The colonial inheritance explains why early independent India prioritised self-reliance, public-sector heavy industry and food security. For the security and human-rights lens, the destruction of the artisan economy and the famines of the colonial period (the Bengal famine of 1943 being the most cited) frame how economic deprivation and state neglect feed unrest, a theme that recurs in poverty and in internal-security writing. Border and tribal regions inherited the deepest backwardness, which is why border-area development is a continuing concern for the forces.

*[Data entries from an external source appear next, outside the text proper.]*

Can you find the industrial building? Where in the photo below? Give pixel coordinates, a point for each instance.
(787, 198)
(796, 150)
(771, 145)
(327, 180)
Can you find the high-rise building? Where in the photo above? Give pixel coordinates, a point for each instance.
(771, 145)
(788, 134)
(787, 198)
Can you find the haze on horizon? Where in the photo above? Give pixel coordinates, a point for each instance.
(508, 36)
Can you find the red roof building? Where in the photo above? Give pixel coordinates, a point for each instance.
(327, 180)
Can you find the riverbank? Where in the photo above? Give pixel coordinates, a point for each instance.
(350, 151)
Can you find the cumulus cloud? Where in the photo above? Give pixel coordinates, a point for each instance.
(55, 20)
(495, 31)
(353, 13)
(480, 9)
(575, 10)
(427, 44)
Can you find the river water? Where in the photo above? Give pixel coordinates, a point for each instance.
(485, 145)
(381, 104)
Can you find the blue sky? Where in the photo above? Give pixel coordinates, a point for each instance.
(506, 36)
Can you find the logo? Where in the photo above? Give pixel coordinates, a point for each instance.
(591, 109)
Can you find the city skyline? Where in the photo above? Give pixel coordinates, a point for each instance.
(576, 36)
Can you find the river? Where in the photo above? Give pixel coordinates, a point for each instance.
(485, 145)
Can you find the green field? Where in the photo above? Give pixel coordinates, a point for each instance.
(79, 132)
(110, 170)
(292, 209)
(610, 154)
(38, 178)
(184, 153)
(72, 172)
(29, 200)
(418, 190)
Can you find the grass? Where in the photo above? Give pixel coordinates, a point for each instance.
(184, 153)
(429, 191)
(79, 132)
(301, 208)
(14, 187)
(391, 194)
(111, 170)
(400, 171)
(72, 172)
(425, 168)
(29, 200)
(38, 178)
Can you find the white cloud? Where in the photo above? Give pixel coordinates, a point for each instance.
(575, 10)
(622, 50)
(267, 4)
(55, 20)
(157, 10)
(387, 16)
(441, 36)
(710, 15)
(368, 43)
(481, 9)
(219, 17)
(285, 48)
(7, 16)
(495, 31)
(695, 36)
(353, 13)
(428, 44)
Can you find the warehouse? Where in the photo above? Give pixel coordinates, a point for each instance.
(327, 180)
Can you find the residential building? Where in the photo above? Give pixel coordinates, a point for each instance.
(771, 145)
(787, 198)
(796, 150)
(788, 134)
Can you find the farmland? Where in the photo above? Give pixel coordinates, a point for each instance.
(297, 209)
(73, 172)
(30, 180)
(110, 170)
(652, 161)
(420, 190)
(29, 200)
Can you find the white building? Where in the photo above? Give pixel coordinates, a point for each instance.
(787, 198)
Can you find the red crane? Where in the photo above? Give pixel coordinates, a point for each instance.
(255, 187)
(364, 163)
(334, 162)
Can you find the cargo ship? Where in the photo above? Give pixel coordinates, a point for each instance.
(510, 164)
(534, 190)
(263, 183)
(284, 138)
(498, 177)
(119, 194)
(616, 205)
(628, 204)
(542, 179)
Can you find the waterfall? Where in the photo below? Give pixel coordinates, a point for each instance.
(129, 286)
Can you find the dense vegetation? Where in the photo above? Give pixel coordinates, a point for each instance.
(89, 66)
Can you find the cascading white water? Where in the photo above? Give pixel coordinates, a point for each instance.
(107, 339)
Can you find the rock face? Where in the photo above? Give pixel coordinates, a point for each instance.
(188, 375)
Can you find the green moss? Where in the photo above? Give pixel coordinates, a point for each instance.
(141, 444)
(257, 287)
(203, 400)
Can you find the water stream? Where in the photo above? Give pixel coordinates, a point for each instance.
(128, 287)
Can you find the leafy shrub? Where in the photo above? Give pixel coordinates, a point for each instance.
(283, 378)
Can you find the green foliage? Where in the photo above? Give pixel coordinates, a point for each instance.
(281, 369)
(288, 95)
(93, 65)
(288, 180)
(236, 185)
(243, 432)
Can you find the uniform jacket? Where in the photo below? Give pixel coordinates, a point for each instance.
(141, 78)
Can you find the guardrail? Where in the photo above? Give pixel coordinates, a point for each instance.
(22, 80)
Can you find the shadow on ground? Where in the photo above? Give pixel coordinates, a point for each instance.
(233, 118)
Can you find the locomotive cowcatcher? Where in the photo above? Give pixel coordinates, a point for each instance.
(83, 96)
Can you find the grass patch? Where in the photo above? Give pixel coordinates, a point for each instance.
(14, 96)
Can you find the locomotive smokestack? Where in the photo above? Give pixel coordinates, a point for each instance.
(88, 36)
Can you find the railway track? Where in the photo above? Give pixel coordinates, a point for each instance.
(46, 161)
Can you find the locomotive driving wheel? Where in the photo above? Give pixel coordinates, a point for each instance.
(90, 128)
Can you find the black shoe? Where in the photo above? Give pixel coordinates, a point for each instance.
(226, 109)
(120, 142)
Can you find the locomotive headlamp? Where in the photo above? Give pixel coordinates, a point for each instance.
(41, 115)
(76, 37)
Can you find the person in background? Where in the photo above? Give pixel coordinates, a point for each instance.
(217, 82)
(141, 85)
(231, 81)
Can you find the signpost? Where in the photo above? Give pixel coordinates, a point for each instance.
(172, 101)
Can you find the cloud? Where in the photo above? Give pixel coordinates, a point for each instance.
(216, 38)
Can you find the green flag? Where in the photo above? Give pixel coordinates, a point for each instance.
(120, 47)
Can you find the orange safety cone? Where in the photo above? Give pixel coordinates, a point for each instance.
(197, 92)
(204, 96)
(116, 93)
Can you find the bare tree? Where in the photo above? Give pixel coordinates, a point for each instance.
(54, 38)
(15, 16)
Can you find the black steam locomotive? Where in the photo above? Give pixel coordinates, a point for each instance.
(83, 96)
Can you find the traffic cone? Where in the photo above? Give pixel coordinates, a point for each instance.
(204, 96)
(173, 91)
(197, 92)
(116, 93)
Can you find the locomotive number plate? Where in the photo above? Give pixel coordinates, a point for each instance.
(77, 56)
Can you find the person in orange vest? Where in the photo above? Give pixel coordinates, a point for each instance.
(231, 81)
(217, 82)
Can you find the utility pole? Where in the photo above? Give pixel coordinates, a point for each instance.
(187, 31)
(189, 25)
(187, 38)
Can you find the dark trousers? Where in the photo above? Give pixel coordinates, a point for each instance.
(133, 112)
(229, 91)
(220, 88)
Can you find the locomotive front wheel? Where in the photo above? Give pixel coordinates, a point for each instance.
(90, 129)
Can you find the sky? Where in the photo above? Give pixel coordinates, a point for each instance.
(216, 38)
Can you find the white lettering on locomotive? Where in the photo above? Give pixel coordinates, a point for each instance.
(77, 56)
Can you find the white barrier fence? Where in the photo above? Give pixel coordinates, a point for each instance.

- Who systematically developed the "drain of wealth" theory in the colonial period? (Answer: Dadabhai Naoroji.) Authored practice, not a verbatim PYQ.
- The year 1921 is called the Year of the Great Divide in Indian demography because: (a) literacy crossed 50 percent (b) the population began sustained growth as death rates fell (c) the first census was held (d) the partition of Bengal. (Answer: b.) Authored practice, not a verbatim PYQ.